G. Francke, über Stärkebestimmung in Körnerfrüchten.
Das früher angewendete Verfahren, die Stärke durch Erhitzen mit 1procentiger
Schwefelsäure unter Druck aufzuschlieſsen, gab Resultate, welche mit den in der
Praxis erhaltenen Zahlen nicht übereinstimmten (vgl. 1880 236 61), da durch die Schwefelsäure nicht allein Stärke, sondern auch
geringe Mengen Cellulose gelöst wurden und dadurch der Stärkegehalt stets zu hoch
gefunden wurde. Man gab daher diese Methode auf und dachte nun ohne jeden
Säurezusatz zu arbeiten. Da aber die Stärke durch Wasser allein auch unter höherem
Druck sich nur langsam löst (vgl. 1879 232 245) und
nachher beim Trennen der gelösten Stärke von der Holzfaser durch Filtriren leicht
eine Ausscheidung ersterer zu befürchten steht, so wollte man, um sicherer, zu
gehen, erst eine Vorverzuckerung stattfinden lassen, indem die fein gemahlene Frucht
bei 50° mit Diastase digerirt wurde. Das Verfahren war umständlich, wurde aber so
lange beibehalten, bis die gar zu niedrigen Resultate darauf hinwiesen, daſs durch
dieses Verfahren der wirkliche Stärkegehalt wohl nicht erhalten werde.

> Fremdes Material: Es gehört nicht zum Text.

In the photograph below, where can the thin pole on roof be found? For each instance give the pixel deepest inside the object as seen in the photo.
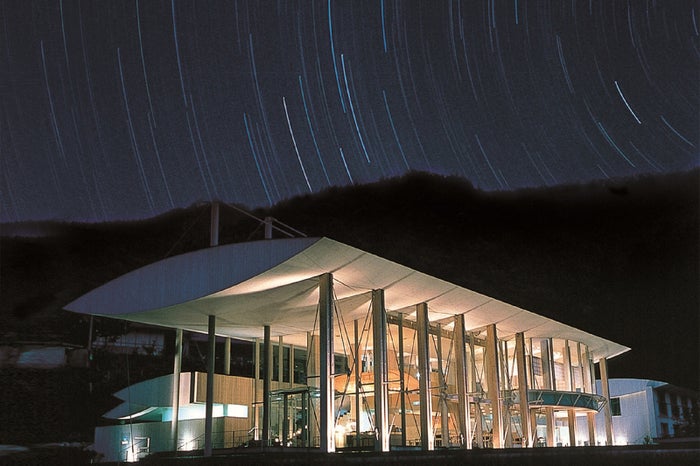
(284, 229)
(214, 226)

G. Francke (Zeitschrift für
Spiritusindustrie, 1882 S. 306) hat nun reine Kartoffelstärke, welche durch
direkte Inversion mit Salzsäure einen Stärkegehalt von 82 Proc. ergeben hatte, in
üblicher Weise verkleistert, ½ Stunde mit einem Malzauszug von bekanntem
Zuckergehalt verzuckert und schlieſslich unter Druck bei 140° 4 Stunden lang
erhitzt. Das Resultat fiel bedeutend zu niedrig aus; die aus der Fehling'schen Lösung reducirten Kupfermengen
entsprachen einem Stärkegehalt von 76,75 Proc., die Differenz betrug also 5 Proc.
und blieb bei wiederholtem Verfahren dieselbe. Daſs Stärke bei 140° noch nicht
zersetzt wird, wurde bewiesen, indem gewisse Mengen, sowohl direkt mit Salzsäure
invertirt, als noch 4 Stunden lang mit Wasser bei 140° erhitzt und darauf invertirt,
dasselbe Resultat ergaben.
Die Differenz konnte daher allein durch den Umstand veranlaſst sein, daſs sich die
durch Diastase gebildete Maltose bei der Temperatur von 140° in Fehling'sche Lösung nicht oder wenigstens in geringerem
Maſse reducirende Substanzen zersetzt. Eine Lösung von Maltose, die durch direkte
Inversion mit Salzsäure, Behandlung des gebildeten Traubenzuckers mit Fehling'scher Lösung einen Gehalt von 5,13 Proc.
Maltose ergeben hatte, wurde daher einer Temperatur von 140° 4 Stunden lang ausgesetzt, dann
invertirt und der Zucker bestimmt. Daſs eine Zersetzung vor sich gegangen war,
bewies schon die dunkle Färbung der Flüssigkeit und wurde durch die Analyse
festgestellt. Die gefundene Maltosemenge betrug 4,75 Proc.; demnach waren 0,38
zerstört, was auf trockene Maltose berechnet 7,4 Proc. ergibt. Ein zu hohes Dämpfen
ist daher in der Praxis von Nachtheil, weil der vorhandene Zucker zerstört und in
Stoffe übergeführt wird, die nicht mehr gährungsfähig sind, vielleicht in Furfurol
u. dgl. (vgl. 1882 246 542).
Zur Prüfung, ob die Zuckerzersetzung unter Hochdruck durch Gegenwart von Säure
verhindert werden könne, wurden nach der Verzuckerung mittels Diastase geringe
Mengen einer 1procentigen Milchsäure zugesetzt und unter Druck erhitzt, ohne jedoch
einen Erfolg zu erzielen; das Resultat blieb dasselbe.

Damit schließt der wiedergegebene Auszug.